Just in case you get lost, it’s always a good idea to bring a map and compass (or GPS) with you on your snowshoeing adventures.

That way, if you do happen to lose your way, you’ll at least be able to find your way back again.

Sticking to well marked snowshoeing trails when not in familiar territory is a good idea too.

21 Essential Snowshoeing Safety Tips You Need to Know- use a trail map

19. Avoiding frostbite while snowshoeing

Frostbite is a serious risk when snowshoeing, especially in extremely cold winter weather.

Be sure to dress warmly, in layers if possible, and keep exposed skin covered.

If you start to feel any numbing or tingling in your extremities, get indoors or into a warm car as soon as possible.

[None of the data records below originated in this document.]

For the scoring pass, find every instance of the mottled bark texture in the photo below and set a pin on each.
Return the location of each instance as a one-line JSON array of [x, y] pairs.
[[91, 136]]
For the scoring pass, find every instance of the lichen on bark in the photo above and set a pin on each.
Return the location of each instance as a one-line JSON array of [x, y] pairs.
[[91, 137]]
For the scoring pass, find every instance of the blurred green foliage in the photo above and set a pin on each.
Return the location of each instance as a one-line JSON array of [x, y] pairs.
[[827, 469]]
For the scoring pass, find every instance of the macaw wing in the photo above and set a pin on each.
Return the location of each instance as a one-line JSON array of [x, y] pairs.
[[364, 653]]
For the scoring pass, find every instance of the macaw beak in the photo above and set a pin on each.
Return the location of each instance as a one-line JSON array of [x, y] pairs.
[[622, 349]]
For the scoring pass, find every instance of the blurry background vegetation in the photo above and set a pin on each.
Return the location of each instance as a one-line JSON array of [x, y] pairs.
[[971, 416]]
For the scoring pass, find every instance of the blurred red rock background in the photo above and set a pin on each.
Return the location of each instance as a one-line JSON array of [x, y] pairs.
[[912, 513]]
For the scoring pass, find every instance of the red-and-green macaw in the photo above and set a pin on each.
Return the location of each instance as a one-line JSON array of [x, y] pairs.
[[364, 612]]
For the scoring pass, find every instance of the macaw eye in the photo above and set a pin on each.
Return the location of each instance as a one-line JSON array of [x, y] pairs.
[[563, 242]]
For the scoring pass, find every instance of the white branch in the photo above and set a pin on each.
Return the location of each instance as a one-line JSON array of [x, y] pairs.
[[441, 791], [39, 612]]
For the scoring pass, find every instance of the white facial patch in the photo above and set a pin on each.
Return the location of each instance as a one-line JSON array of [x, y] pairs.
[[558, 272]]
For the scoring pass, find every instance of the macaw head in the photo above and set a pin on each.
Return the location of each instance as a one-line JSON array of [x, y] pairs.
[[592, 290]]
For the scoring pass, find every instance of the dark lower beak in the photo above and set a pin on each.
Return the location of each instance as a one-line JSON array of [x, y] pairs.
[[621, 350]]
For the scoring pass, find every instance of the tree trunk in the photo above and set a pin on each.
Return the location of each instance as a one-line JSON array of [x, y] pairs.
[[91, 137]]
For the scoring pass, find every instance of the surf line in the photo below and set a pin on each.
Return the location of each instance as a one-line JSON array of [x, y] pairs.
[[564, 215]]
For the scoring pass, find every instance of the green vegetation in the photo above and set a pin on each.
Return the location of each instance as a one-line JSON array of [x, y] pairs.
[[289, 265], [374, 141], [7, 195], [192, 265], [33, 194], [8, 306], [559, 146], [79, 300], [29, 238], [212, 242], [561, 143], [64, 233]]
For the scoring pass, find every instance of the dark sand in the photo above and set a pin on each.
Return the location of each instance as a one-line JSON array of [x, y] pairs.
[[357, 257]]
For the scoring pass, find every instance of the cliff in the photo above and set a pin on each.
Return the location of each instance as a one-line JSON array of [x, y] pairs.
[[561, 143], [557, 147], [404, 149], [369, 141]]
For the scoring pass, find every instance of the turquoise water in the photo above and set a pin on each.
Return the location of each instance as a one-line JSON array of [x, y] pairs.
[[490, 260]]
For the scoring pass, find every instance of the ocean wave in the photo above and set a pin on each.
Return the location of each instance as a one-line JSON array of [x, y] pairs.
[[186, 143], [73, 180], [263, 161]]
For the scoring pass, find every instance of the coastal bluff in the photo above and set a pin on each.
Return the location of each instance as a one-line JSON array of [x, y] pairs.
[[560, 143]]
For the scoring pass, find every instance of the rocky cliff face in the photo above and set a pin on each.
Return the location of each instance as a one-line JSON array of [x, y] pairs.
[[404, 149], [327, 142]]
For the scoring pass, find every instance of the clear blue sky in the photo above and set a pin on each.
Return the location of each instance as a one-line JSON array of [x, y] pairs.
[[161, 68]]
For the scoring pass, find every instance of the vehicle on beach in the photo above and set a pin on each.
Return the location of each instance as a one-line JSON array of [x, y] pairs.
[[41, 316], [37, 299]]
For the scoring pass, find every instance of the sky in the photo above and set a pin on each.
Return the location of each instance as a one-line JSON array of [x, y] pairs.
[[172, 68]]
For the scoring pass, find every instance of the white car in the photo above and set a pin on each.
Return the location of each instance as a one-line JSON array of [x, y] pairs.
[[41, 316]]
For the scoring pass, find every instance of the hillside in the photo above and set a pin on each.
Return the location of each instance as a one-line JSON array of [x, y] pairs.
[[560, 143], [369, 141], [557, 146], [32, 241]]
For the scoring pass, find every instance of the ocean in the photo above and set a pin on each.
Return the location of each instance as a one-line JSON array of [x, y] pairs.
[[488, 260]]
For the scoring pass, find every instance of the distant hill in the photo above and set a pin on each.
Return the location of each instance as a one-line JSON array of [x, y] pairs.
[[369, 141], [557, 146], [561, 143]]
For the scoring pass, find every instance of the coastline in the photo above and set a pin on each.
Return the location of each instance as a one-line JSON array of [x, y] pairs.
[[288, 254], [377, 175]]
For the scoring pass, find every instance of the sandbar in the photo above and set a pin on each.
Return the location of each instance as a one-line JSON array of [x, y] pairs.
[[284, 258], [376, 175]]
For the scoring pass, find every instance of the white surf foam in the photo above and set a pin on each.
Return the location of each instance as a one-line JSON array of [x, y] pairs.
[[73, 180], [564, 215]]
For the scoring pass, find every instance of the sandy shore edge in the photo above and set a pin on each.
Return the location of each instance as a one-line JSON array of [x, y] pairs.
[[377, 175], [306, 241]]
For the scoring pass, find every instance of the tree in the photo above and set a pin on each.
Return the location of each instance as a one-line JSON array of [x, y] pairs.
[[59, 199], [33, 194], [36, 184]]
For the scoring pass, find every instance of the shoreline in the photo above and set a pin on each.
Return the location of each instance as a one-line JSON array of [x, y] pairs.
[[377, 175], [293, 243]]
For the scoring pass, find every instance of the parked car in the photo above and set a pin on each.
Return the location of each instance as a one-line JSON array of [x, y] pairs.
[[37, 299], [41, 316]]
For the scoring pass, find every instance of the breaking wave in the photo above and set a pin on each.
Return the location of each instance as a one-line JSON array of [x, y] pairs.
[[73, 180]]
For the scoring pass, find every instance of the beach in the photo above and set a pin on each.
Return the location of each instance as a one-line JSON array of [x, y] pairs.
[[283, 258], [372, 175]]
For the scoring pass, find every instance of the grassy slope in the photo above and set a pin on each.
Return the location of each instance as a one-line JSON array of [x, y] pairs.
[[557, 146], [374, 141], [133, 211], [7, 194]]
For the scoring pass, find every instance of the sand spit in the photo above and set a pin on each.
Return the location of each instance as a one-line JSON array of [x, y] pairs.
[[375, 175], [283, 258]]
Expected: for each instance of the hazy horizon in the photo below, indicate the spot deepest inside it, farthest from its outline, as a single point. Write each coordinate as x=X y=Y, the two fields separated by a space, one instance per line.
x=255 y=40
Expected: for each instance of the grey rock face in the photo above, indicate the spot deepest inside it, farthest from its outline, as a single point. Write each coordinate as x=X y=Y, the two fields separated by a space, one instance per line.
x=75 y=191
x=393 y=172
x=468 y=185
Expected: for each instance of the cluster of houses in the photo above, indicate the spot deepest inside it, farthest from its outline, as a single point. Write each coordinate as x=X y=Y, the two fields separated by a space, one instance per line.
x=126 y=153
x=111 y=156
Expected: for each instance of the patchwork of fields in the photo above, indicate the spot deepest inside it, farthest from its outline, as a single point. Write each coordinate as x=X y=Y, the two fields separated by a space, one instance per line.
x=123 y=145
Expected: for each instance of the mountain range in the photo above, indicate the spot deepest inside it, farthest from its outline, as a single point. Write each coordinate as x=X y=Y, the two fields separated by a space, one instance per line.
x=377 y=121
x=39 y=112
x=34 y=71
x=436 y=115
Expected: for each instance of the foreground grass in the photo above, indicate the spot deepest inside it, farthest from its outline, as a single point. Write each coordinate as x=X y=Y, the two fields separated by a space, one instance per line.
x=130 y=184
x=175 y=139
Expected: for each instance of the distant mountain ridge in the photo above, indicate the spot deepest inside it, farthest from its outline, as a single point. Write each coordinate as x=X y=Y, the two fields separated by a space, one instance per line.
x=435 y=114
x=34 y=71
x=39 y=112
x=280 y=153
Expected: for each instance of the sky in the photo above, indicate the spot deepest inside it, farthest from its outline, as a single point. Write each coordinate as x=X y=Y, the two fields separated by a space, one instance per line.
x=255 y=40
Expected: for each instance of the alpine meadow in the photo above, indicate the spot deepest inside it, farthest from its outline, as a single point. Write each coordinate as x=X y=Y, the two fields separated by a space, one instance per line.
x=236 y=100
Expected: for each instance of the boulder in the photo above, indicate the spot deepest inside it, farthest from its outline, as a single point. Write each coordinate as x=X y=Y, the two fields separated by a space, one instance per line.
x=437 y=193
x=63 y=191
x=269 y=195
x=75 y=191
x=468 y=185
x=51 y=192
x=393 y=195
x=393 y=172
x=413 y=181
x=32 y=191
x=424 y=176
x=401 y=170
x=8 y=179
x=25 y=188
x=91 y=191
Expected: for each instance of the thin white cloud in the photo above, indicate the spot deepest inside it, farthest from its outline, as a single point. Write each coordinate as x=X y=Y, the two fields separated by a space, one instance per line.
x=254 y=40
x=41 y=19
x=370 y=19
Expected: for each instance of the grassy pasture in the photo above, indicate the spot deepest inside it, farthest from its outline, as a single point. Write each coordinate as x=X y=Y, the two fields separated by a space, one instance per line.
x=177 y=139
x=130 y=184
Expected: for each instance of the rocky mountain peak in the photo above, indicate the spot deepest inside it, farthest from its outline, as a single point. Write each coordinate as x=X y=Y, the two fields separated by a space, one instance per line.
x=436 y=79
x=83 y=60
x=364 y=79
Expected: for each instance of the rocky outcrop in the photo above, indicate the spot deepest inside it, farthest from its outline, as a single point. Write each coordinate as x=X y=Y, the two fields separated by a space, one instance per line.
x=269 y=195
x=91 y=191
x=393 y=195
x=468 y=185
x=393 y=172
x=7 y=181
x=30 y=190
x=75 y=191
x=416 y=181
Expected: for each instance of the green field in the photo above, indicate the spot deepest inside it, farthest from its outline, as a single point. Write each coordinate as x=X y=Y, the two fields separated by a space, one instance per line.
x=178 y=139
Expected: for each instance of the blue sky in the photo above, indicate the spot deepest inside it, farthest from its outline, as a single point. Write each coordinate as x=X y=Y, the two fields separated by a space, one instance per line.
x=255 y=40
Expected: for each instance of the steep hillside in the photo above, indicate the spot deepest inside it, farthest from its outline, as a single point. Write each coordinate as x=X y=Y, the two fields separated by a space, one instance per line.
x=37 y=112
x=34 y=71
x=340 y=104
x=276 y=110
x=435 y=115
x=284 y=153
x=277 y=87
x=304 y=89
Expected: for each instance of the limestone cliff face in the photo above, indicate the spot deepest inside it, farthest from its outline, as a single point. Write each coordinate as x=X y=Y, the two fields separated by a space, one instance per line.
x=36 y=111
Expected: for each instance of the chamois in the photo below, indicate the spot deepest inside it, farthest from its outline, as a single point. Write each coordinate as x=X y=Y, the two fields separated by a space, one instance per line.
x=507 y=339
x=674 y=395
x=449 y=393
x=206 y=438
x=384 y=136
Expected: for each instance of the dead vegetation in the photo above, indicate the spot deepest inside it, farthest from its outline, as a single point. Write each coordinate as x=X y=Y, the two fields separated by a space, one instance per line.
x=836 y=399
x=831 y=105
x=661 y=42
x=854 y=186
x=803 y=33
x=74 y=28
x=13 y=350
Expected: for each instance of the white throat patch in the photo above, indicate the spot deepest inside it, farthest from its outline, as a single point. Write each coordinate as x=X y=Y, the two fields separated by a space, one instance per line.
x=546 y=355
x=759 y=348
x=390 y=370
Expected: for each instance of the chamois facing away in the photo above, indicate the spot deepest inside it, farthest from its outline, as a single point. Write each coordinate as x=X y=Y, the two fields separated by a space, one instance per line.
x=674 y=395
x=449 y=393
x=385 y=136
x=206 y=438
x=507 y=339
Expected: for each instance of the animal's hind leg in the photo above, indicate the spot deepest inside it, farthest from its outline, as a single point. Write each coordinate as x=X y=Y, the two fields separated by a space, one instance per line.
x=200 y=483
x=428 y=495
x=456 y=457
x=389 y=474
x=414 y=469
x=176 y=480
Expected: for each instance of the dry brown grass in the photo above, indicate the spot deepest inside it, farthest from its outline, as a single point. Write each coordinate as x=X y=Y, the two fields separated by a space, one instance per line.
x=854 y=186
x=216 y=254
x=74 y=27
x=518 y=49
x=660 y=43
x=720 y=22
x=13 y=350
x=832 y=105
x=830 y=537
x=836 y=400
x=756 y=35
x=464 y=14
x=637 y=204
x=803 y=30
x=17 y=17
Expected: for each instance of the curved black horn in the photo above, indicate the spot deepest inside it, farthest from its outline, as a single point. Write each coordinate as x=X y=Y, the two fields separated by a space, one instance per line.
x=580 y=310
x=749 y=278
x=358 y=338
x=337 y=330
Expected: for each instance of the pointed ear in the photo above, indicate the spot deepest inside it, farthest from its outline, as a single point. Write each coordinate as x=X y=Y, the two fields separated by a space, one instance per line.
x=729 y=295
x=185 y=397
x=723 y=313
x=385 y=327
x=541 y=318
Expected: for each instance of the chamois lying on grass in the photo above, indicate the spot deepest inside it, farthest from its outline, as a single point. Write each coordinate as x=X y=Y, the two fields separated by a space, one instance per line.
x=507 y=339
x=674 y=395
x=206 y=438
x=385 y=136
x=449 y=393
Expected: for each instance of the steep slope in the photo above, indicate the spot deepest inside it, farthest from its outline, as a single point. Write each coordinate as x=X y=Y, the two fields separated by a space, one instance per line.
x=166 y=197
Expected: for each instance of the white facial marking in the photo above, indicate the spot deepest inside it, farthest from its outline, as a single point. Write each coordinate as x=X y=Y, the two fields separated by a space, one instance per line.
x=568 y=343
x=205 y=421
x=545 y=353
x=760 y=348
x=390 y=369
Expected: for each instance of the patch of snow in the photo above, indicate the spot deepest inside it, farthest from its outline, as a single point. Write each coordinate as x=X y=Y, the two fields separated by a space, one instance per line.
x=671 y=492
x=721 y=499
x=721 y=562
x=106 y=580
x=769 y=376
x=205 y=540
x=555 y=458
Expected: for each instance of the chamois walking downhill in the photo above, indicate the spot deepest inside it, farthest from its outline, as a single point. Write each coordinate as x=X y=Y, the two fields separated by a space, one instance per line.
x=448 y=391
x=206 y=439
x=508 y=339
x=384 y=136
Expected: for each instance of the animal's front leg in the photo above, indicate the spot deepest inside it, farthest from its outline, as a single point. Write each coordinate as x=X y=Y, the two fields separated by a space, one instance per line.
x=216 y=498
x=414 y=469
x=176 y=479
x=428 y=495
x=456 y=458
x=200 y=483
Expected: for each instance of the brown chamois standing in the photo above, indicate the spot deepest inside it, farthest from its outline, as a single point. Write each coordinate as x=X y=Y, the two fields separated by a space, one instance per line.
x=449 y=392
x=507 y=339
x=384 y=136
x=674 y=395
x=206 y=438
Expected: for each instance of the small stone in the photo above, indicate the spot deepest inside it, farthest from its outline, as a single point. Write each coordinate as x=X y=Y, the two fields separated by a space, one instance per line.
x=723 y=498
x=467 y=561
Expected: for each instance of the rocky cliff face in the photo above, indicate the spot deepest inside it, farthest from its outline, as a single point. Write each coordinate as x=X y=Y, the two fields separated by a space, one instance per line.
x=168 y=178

If you do experience frostbite, it’s important to seek medical attention immediately.

Do not try to rewarm the affected area yourself, as this can cause further damage.

21 Essential Snowshoeing Safety Tips You Need to Know-cold temps

20. Avoiding hypothermia while snowshoeing

One of the main dangers of snowshoeing is hypothermia. This occurs when your body loses heat faster than it can produce it.

Symptoms and warning signs of hypothermia include shivering, confusion, slurred speech, and drowsiness.

If you or someone in your group starts to experience these symptoms, it’s important to get them out of the cold and into a warm environment as soon as possible.

Covering the affected individual up with warm clothing, drinking warm fluids, and using a space blanket are all helpful treatments for hypothermia.

If you have any concerns that someone may be suffering from hypothermia, call 911 immediately.

21. Follow the Leave No Trace Principles

Not really a safety tip, but it’s so important that I thought I’d include it here anyway.

When hiking or snowshoeing, it’s important to follow the Leave No Trace principles. These principles help to protect the environment and ensure that everyone can enjoy the outdoors for years to come.

The basics of the Leave No Trace principle include packing out all of your trash, staying on designated trails, and respecting wildlife.

By following these principles, you can help to preserve the outdoors for everyone to enjoy.

Final thoughts on snowshoe safety

When it comes to snowshoeing, safety should always be your top priority. By following the essential safety tips outlined in this article, you can help ensure a safe and enjoyable experience for everyone involved.

Remember to dress appropriately for winter conditions, start off slowly to avoid overexertion, and be aware of your surroundings at all times.

Stick to snowshoe trails when in unfamiliar territory, and bring all the essential gear we discussed in this article.

With a little preparation and common sense, snowshoeing can be a great way to enjoy the winter wonderland.